В Морозовском клиническом городке без крайней необходимости еще не употреблялись новые обращения.
Часть восьмая
I
Джамбула не призвали в армию, и он был этому рад. По возрасту подходил разве для какого-нибудь самого последнего запаса, отяжелел от лет, от тихой привольной жизни, от вина, жирной еды, восточных сластен.

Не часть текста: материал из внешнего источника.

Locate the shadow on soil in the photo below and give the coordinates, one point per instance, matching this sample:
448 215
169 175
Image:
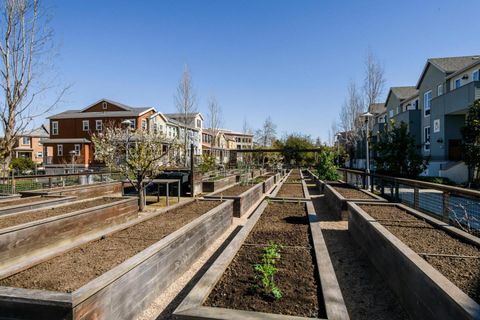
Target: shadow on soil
168 311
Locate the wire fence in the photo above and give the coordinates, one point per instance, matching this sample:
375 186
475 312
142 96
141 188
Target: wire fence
14 184
457 206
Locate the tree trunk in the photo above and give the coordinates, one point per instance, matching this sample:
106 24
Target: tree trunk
141 196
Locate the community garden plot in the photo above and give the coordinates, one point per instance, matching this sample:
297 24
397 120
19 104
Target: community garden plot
116 275
433 268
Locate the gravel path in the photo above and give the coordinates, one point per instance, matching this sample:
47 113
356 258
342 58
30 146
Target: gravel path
365 293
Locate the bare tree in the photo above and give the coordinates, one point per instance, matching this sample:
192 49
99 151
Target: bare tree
185 102
214 117
374 81
266 134
25 49
350 122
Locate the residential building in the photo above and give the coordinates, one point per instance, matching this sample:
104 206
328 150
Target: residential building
30 145
446 88
71 131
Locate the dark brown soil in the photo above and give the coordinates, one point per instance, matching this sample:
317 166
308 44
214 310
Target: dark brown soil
16 202
286 224
366 294
236 190
20 218
75 268
293 190
424 238
349 192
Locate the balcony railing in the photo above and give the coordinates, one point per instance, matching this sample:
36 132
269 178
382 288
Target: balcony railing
458 100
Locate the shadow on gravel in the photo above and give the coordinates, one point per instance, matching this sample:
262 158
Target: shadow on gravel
167 312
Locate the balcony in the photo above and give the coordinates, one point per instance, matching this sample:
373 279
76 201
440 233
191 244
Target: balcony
457 101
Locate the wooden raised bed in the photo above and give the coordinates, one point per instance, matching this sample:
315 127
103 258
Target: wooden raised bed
197 304
215 185
31 203
242 202
80 191
124 291
425 292
338 203
23 244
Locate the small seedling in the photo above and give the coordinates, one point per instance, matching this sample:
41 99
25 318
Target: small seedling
267 269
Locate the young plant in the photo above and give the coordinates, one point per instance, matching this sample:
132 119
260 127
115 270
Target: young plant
267 269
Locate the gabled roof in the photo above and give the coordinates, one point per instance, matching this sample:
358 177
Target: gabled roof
402 93
448 65
376 108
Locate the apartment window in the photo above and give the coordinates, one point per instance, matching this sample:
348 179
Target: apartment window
458 83
426 138
440 90
98 125
476 75
77 150
427 101
54 128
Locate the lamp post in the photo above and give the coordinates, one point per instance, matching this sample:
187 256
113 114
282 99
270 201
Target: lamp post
367 116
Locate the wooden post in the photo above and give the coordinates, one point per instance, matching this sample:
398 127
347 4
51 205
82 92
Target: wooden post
446 206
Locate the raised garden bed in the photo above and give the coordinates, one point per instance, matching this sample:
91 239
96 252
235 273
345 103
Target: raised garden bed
31 203
338 194
29 236
305 275
244 197
119 273
80 191
215 185
437 267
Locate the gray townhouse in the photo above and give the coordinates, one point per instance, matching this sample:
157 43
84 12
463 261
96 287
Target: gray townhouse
447 87
435 111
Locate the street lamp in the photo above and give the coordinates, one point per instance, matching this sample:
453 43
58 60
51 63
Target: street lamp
367 116
73 153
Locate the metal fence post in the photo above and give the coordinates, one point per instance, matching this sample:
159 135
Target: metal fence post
446 206
416 198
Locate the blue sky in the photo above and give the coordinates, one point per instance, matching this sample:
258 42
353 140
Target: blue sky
291 60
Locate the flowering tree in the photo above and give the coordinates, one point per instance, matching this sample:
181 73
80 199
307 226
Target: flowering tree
140 155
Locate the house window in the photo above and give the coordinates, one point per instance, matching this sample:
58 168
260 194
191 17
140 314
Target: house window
475 75
440 90
77 150
427 101
54 128
426 138
458 83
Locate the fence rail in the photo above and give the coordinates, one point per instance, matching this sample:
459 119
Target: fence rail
454 205
14 184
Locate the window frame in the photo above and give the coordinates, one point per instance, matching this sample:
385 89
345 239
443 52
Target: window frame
427 107
55 128
426 143
87 122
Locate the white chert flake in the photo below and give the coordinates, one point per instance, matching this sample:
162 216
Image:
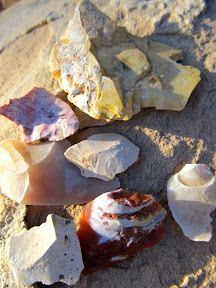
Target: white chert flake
192 197
41 175
49 253
103 155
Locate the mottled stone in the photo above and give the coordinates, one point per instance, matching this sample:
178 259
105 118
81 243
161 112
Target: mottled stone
169 84
40 175
96 68
49 253
192 198
12 222
116 225
109 77
103 155
40 115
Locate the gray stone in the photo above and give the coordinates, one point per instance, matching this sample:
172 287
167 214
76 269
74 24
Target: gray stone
167 140
49 253
192 197
43 176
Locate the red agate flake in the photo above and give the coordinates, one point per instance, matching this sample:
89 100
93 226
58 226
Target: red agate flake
41 115
116 225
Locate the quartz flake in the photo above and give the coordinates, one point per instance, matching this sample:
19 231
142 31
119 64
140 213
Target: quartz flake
49 253
103 155
192 197
41 175
110 74
41 115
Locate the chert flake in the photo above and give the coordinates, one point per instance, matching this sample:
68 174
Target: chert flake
103 155
110 74
116 225
49 253
41 115
95 63
192 197
41 175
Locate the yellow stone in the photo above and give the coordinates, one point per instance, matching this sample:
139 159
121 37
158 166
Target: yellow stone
110 74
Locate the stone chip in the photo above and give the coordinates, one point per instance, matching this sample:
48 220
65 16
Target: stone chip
40 174
103 155
191 198
49 253
41 115
110 74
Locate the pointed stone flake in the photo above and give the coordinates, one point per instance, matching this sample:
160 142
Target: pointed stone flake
41 115
169 84
110 74
103 155
49 253
192 198
41 175
95 63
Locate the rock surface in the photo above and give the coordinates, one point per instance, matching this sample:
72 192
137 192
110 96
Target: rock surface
106 73
192 197
43 176
49 253
116 225
40 116
103 155
167 140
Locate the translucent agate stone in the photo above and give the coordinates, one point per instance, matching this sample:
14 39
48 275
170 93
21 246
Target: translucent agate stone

Война его потрясла. Он не верил в германскую победу и никак ее не желал. Кроме того, воевать против России было бы ему еще тяжелее, чем воевать против западных демократий: «Всё-таки числился столько лет в рядах русских революционеров, хотя и тогда подчеркивал, что я не русский». Младотурок он вообще недолюбливал, а Энвера ненавидел, — быть может и потому, что сам на него немного походил характером. После константинопольской революции ему делались кое-какие предложения. Он их отклонил, — тогда еще не был турецким подданным, и по-турецки говорил не очень хорошо, и всё революционное было ему с каждым годом всё более неприятно; он считал теперь политику вообще очень грязным делом.
С началом войны более молодые из его соседей ушли на фронт; многие были скоро убиты. Старики косились на Джамбула, хотя он пожертвовал большую сумму в пользу Красного Полумесяца. Позднее стали возвращаться в свои усадьбы раненые и разочарованные люди. Они отчаянно ругали правительство, командование, генерала Лимана фон Сандерса и немцев вообще. Уверенность в германской победе поколебалась. Турция была почти разорена, — между тем, если б не вмешалась в войну, то разбогатела бы, как все нейтральные страны.
Впрочем, помещики на свои дела особенно жаловаться не могли, несмотря на реквизиции или же именно благодаря реквизициям. У Джамбула реквизировали и лошадей его конского завода, который уже был известен на всю Турцию. Оставили только пару — две для экипажа, клячу, возившую воду, и верхового арабского жеребца. К удивлению соседей и ведавших реквизицией чиновников он уступил весь свой конский состав по цене низшей, чем та, какой он мог бы добиться при своих связях и богатстве. К еще бóльшему удивлению приемщика, растроганно простился с лошадьми и кормил их сахаром, хотя в нем уже чувствовалась недохватка.
Своих работников, призванных в армию, Джамбул на прощанье угостил большим обедом и сделал им денежные подарки. Они и прежде его любили: он не перегружал их работой, хотя требовал и добивался того, чтобы они трудились как следует. Хорошо всех кормил, желавшим давал и вино. Джамбул теперь был значительно богаче прежнего. Научился сельскому хозяйству и не увольнял управляющего только потому, что тот был стар и был любимцем отца. Сам входил во всё. Денег у него уходило мало. Так как всё было свое, то он тратился преимущественно на книги и на вино. Заграницу ездил только еще один раз, в Париж, и опять было то же: сначала приятно и занимательно, потом скучновато.